With a dynamic menu and an elegant cocktail list, 360 Bar and Dining has reinvigorated one of the stalwarts of Sydney’s skyline.
By Sarah Lux-Lee
August 24, 2013
By Sarah Lux-Lee
August 24, 2013

Once the exclusive domain of snap-happy tourists, 360 Bar and Dining has been reborn and relaunched into the local dining scene with a hearty, Italian-style menu brought to life by Ashley Hughes, former owner of Surry Hills’ Alio. On arrival, you can’t help but be blown away by expansive views of a sprawling city that will surprise you with her beauty no matter how well you think you know her. Arrive at dusk to sip an aperitif while sunset colours glint against the harbour and all the way out to the Blue Mountains before melting into the night to make way for the city lights.

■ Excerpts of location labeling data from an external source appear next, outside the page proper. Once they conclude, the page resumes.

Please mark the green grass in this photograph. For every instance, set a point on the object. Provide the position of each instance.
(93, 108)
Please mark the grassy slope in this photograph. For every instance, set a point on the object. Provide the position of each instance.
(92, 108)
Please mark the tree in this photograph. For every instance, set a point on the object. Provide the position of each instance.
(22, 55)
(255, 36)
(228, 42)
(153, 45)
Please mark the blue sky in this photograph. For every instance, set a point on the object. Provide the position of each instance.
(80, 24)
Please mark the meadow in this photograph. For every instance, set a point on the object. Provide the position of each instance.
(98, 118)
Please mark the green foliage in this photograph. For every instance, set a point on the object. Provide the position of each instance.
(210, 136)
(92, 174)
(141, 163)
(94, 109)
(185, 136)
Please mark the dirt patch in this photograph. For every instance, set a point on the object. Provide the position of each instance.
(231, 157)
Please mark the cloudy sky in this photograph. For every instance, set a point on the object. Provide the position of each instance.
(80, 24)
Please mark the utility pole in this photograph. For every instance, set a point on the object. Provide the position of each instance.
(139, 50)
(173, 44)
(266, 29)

The decor overflows with old-school grandeur and a comforting nostalgia that conjures up that time you visited Sydney Tower as a child and were blown away at how the cars looked just like ants. But even as the restaurant (literally) revolves, the staff will encourage you to “pretend we’re just a regular restaurant on the ground”; to forget the gimmicky surroundings (while remembering to keep an eye on that view), and to focus on the simple but dynamic food, the carefully curated wine list and the attentive, personal service.

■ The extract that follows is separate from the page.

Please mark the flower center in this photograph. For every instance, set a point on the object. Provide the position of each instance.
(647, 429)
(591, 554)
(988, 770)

To do so is easy. Hughes’ commitment to showcasing fresh, sustainable ingredients simply and honestly makes the new menu as impressive as it is charmingly unassuming. Unsurprisingly, the seasonal Alio-style degustation menu is the clear way to go. A highlight of the winter degustation is a scrumptious rotolo of baby spinach, ricotta, porcini mushrooms, aged parmesan, crispy sage and fleshy chestnuts. Also impressive is the roasted rack of lamb, cooked to perfection and carefully balanced with parsnip puree, mixed mushroom ragu and thyme jus. Sweet-toothed diners won’t be disappointed with a dark chocolate tart, sticky and crunchy in all the right places and punctuated with fresh raspberries. A glass of Ramos Pinto 10 year old Quinta da Ervamoira tawny port marks the time for a sigh of satiated contentment at the end of a thoroughly delectable meal.

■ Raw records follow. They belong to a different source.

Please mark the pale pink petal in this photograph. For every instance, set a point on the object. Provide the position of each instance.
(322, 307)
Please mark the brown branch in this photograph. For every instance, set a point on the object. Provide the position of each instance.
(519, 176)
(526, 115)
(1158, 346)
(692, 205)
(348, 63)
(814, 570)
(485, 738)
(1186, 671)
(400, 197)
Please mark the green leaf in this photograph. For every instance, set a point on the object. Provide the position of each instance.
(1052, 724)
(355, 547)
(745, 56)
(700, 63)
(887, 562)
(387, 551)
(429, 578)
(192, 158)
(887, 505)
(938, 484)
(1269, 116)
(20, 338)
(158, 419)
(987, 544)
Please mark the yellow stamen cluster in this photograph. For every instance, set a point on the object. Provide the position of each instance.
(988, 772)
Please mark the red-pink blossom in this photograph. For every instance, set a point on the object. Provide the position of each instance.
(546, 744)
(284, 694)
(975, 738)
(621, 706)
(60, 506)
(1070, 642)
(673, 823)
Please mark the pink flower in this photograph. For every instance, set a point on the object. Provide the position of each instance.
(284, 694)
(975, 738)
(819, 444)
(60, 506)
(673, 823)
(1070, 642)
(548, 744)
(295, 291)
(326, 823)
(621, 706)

Also recently relaunched is an inviting bar section, with a sprawling back bar that offers ingenious concoctions perfect for an elegant post-work few. The deliciously girly Scarlet Letter matches Tanqueray gin and elderflower liqueur with hibiscus flower syrup, citrus and vanilla ($19). Or, for a more serious libation, opt for a bacon-infused bourbon, steeped in-house and served neat or enlivened with dark chocolate bitters ($20). An extensive range of by-the-glass wine options, boutique beers and elegant aperitifs and digestives guarantee a tipple for every taste.

360 Bar and Dining has reinvigorated one of the stalwarts of Sydney’s skyline. But as you look out over the city, martini glass in hand, you’ll still be amazed at how the cars really do look just like ants.